中国政治と逆風水の知られざる関係

古代の陵墓と陰宅風水

中国の風水学は死者の家である墓の風水を非常に重視している。墓の風水を陰宅風水という。これに対して生きている人間の家の風水を陽宅風水という。

陽宅風水は現にその家に住んでいる人の運気に関わるが、陰宅風水は子々孫々の運気を左右するので、一族の繁栄にとっては陽宅風水よりも大きな影響がある。

古代の君主や皇帝が壮大な陵墓を建設したのは陰宅風水を考慮してのことなのだ。

生在蘇杭 死葬北邙

中国には「生在蘇杭 死葬北邙」という言葉がある。

生活するなら蘇州か杭州、葬られるなら北邙(ほくぼう)が良いという意味である。

北邙は洛陽の東北にある北邙山を意味する。
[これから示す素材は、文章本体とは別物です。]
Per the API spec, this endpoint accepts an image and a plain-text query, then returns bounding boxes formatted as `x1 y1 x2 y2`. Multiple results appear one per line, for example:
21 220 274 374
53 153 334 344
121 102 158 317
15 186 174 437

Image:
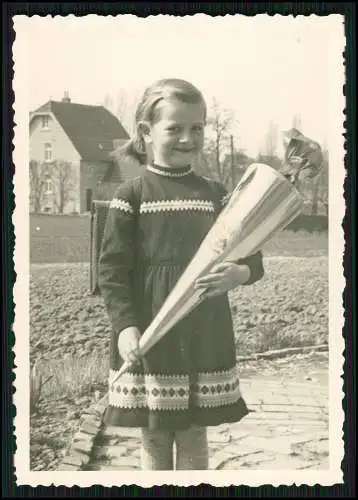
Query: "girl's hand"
195 262 250 299
117 326 140 363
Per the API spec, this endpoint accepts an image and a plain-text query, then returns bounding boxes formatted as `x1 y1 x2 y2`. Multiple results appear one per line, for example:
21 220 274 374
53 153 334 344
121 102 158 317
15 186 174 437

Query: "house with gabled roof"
30 93 141 213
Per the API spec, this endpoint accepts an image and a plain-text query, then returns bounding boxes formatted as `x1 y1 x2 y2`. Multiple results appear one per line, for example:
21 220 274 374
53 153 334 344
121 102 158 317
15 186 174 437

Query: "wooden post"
230 135 236 189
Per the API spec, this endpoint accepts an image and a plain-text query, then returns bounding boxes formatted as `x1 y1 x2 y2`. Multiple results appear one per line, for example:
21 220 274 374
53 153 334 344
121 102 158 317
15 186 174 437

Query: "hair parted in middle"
121 78 206 165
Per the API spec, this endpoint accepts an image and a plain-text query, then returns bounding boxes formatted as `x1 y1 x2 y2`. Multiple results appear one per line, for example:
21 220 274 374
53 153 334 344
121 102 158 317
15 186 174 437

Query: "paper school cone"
113 163 303 382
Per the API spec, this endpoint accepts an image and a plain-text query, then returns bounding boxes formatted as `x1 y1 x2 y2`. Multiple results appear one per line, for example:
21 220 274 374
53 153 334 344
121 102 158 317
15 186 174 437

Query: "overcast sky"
15 14 343 154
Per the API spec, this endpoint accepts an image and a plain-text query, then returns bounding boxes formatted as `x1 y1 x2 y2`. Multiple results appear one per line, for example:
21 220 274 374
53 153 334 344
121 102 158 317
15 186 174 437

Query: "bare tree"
103 89 136 134
29 160 47 213
292 113 302 130
51 160 75 214
203 98 235 184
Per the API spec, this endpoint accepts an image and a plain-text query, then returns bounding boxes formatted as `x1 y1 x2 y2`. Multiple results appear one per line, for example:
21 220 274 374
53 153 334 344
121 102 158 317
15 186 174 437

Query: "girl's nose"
179 131 192 142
北邙山と黄河のあいだには風水学が理想とする「背山面河」の土地が広がっている。

この土地は古くから陰宅の「宝地」であると評価されてきた。死後、北邙に葬られれば子孫が繁栄すると信じられているのだ。

北邙には戦国時代、秦、漢、曹魏、西晋、魏、唐、後梁、南唐、宋、元、明の君主や大人物が葬られている。
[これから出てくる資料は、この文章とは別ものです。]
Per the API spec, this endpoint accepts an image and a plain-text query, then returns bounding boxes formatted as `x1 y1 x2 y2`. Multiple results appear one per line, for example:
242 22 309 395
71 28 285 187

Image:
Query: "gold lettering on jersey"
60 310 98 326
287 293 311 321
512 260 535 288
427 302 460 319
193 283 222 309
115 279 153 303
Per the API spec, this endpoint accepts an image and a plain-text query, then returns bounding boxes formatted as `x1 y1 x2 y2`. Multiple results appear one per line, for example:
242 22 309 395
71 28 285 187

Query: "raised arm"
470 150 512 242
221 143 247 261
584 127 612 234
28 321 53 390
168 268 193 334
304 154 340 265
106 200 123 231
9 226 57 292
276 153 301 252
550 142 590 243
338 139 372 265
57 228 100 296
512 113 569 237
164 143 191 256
日本でも有名な歴史的人物の一例として呂不韋、班超、関羽、杜甫などの名を挙げることができるが、これはほんの一部である。北邙に眠る王侯貴族の名を順番に確認すると中国史そのものになるとすら言われているくらいだ。

特異な陵墓

北邙には後漢時代の皇帝の陵墓もある。それは次の5つの陵墓だ。

光武帝の原陵
安帝の恭陵
順帝の定陵
衝帝的の懷陵
霊帝の文陵

5つの陵墓のうち光武帝の原陵だけが北邙山の陰面に造られている。その他の4基が全て陽面に造られていることと比較すると、それだけで特異な陵墓だとわかる。

原陵の特異性はそれだけではない。

陵墓は山を背景にして河に向かって造られるのが常識である。ところが原陵だけは黄河を背景にして山に向かって造られているのだ。風水的に型破りな構造をしているのである。

光武帝

原陵に葬られた光武帝とはどのような人物だったのだろうか。中国史の復習をしてみよう。

光武帝は前漢の第6代皇帝・景帝の末裔である。

王莽(おうもう:B.C.45年から23年)の叛乱によって前漢が滅んだとき、後に光武帝となる劉秀はまだ頭角を現してはいなかった。
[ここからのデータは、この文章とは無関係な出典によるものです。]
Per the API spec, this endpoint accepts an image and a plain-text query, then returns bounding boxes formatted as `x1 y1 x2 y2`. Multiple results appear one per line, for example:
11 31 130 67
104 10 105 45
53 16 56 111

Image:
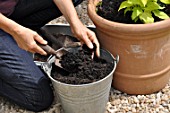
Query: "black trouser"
9 0 83 30
0 0 82 111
しかし王莽の自滅的な政策と反乱軍の善戦に助けられ劉秀は王莽打倒勢力の重要人物になって行く。

最終的には部下に請われる形で後漢の初代皇帝に即位したのだ。運と人望により一度滅亡した漢王朝を復興した稀有な人物なのである。

光武帝は日本とも縁のある皇帝である。『後漢書』の記録によると志賀島(しかのしま)で発見された「漢委奴国王」の金印は光武帝が与えたものなのだ。

光武帝の評判はすこぶる良い。

徴兵制を廃止し、人身売買を制限し、税を軽減し、儒教と学問を奨励した。

政治手腕も相当なもので光武帝の時代には諸侯の権限を縮小して皇帝の権力をゆるぎないものにしている。実際に後漢帝国は200年の繁栄を誇ることになった。

漢帝国の守り神

光武帝は漢帝国を復活させ、後の繁栄の基盤を築いた人物である。光武帝の陰宅をしかるべく造営していれば、漢の皇室の末裔は再び中国を支配することができたはずだ。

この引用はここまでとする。